Particularité de l'Institut Villebon-Charpak, tous les élèves seront logés en internat, de manière à pouvoir être également encadrés le soir pendant l'étude. La première année, des chambres d'une école de ParisTech seront mises à disposition avant qu'ils n'intègrent en 2014 une ancienne école militaire réhabilitée, à laquelle s'ajoutera en 2015 un bâtiment supplémentaire.

Le coût de l'expérimentation

Aujourd'hui, "le coût total du projet est estimé à 14.000 € par étudiant par an, avance Bénédicte Humbert, l'objectif étant de le réduire à 12.000 €, grâce aux économies d'échelle qui devraient être réalisées quand la promotion sera au complet".

Au titre des Idefi, l'Institut Villebon-Charpak a reçu 2,5 millions d'euros sur cinq ans, "totalement consommables", précise Bénédicte Humbert. Une part de l'Idex Paris-Saclay sera également consacrée au projet, de telle sorte que le grand emprunt devrait représenter au total environ 40% du financement. Les établissements partenaires, eux, contribueront à hauteur de 50%, le reste étant apporté par des entreprises et mécènes.

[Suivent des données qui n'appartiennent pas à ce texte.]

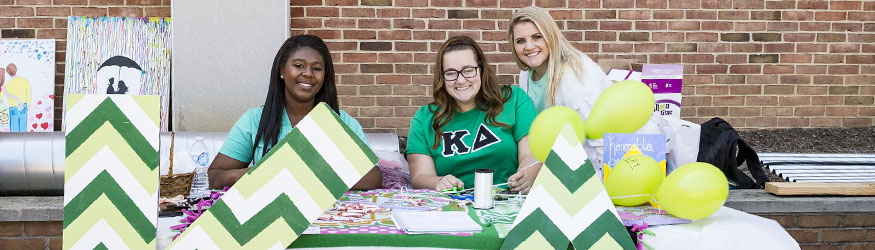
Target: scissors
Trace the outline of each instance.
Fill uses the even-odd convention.
[[[456,200],[469,200],[471,202],[474,202],[474,195],[473,194],[458,194],[458,195],[452,194],[452,195],[450,195],[450,198],[453,198]]]

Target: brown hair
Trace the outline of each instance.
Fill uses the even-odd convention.
[[[440,145],[441,135],[443,134],[441,128],[453,119],[457,108],[455,100],[447,93],[446,81],[443,76],[444,54],[466,49],[473,51],[477,56],[477,66],[480,68],[480,72],[478,72],[480,74],[480,91],[477,92],[474,100],[477,103],[478,109],[486,111],[484,122],[493,126],[510,127],[510,125],[495,119],[504,109],[504,103],[510,99],[510,87],[498,84],[498,77],[495,75],[495,71],[490,67],[486,56],[483,54],[483,50],[480,49],[480,46],[477,45],[474,39],[467,36],[450,37],[438,50],[437,61],[434,64],[434,83],[432,84],[434,102],[429,104],[430,111],[435,114],[431,123],[431,127],[434,128],[434,145],[432,145],[432,149]]]

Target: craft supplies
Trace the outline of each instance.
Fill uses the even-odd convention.
[[[398,230],[408,234],[479,233],[483,230],[467,212],[395,211],[392,213],[392,221]]]
[[[474,208],[489,209],[494,204],[492,174],[495,170],[478,168],[474,170]]]

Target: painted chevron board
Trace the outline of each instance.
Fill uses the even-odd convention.
[[[635,249],[570,125],[562,128],[501,249]]]
[[[64,249],[155,249],[159,96],[65,97]]]
[[[377,156],[322,103],[168,249],[285,249]]]

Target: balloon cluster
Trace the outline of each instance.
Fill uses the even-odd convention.
[[[604,133],[633,133],[650,120],[654,105],[647,85],[631,80],[614,83],[596,99],[585,123],[568,107],[542,111],[529,129],[529,147],[536,159],[545,162],[556,139],[569,126],[574,136],[565,135],[566,139],[579,142],[602,138]],[[726,177],[708,163],[686,164],[665,177],[665,170],[655,160],[637,154],[623,158],[609,171],[605,190],[614,204],[635,206],[655,201],[661,209],[685,219],[713,214],[729,194]]]

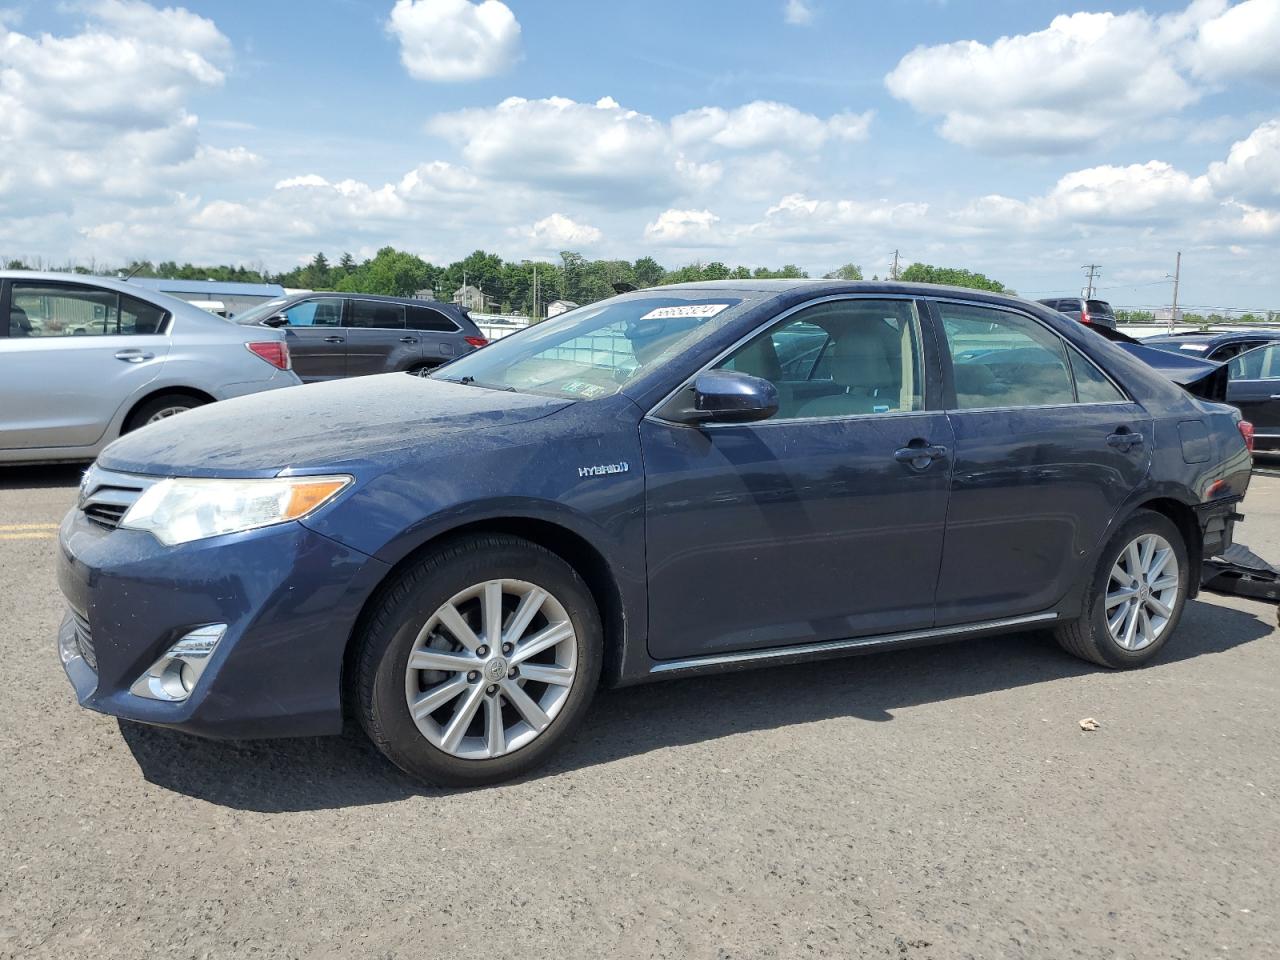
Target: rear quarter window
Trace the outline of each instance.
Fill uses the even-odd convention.
[[[431,307],[409,307],[410,330],[430,330],[435,333],[457,333],[458,325],[439,310]]]

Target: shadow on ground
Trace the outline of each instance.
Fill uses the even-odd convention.
[[[1160,664],[1209,656],[1271,633],[1258,617],[1203,602],[1187,605]],[[665,747],[833,717],[869,723],[921,703],[1082,676],[1097,668],[1045,634],[1015,634],[603,690],[582,730],[533,777],[609,763]],[[150,782],[237,809],[318,810],[436,796],[400,773],[358,733],[306,740],[219,742],[120,722]]]
[[[41,467],[0,465],[0,490],[47,490],[78,487],[88,463],[57,463]]]

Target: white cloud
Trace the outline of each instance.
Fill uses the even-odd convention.
[[[914,231],[925,225],[927,203],[890,200],[817,200],[789,194],[746,232],[756,239],[831,244],[862,241],[886,228]]]
[[[441,114],[428,125],[458,144],[484,176],[626,205],[719,179],[714,164],[686,157],[665,124],[611,97],[510,97],[496,107]]]
[[[520,57],[520,24],[499,0],[396,0],[387,29],[418,80],[479,80]]]
[[[604,234],[597,228],[571,220],[563,213],[553,213],[543,217],[524,231],[524,236],[533,241],[535,247],[544,251],[592,247],[604,238]]]
[[[650,243],[690,246],[710,243],[720,218],[710,210],[664,210],[644,228]]]
[[[778,147],[817,150],[828,140],[865,140],[874,111],[822,120],[785,103],[756,100],[733,110],[702,107],[671,121],[677,143],[709,142],[733,150]]]
[[[1076,13],[1035,33],[992,44],[917,47],[885,77],[889,92],[941,133],[984,150],[1053,153],[1092,148],[1134,125],[1194,103],[1201,91],[1180,72],[1181,45],[1221,0],[1183,14]]]
[[[211,20],[140,0],[84,9],[69,36],[0,21],[0,208],[136,200],[257,165],[243,148],[202,144],[187,110],[231,60]]]
[[[1209,165],[1209,180],[1231,199],[1280,206],[1280,120],[1262,124]]]
[[[803,27],[813,22],[813,8],[808,0],[786,0],[782,5],[782,18],[793,26]]]
[[[1280,80],[1280,0],[1244,0],[1200,25],[1193,62],[1214,79]]]

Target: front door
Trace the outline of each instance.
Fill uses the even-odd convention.
[[[1227,367],[1227,402],[1253,424],[1265,448],[1280,444],[1280,343],[1242,353]]]
[[[718,366],[775,383],[754,424],[641,424],[656,659],[927,628],[951,463],[916,306],[791,311]]]
[[[168,315],[87,284],[15,280],[0,337],[0,449],[88,447],[156,378]]]
[[[1151,463],[1152,422],[1038,320],[934,304],[950,351],[955,465],[938,624],[1038,613],[1089,573]]]
[[[299,300],[282,312],[289,321],[281,329],[289,344],[294,372],[311,383],[347,375],[347,335],[342,326],[341,297]]]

Du côté des syndicats, ces investissements font grincer des dents. "C'est un coût énorme au vu du nombre d'étudiants concernés, dénonce Gilles Laschon, élu Snesup à Paris-Sud. On a créé un ovni, une vitrine, alors que le projet aurait pu être mené à l'intérieur d'une université, ce type de travail étant déjà amorcé dans certaines composantes. Et, pendant ce temps, on n'arrive pas à boucler nos fins de mois.”

Un laboratoire de recherche pédagogique

"C'est une expérience pédagogique dont le retour sur investissement n'est pas immédiat, comme c'est le cas pour la recherche", rétorque la vice-présidente du CEVU (Conseil des études et de la vie universitaire) Colette Voisin. Si elle reconnaît que "des pédagogies inductives de ce type existent déjà dans les IUT, elles n'ont pas la même ampleur : à l'Institut Villebon-Charpak, la totalité des cours peut être dispensée avec ce genre de méthodes ou d'autres véritablement novatrices. En outre, le mode de sélection est complètement innovant", fait-elle valoir.

"Au-delà de la chance que cela représentera pour une petite centaine de jeunes chaque année, l'Institut doit être considéré comme un laboratoire de recherche pédagogique. C'est la principale justification que l'on peut y trouver", conclut-elle. Reste à voir si, comme l'espèrent les partenaires du projet, le modèle sera transposable et si les pratiques expérimentées se diffuseront au-delà de la seule licence de sciences et ingénierie.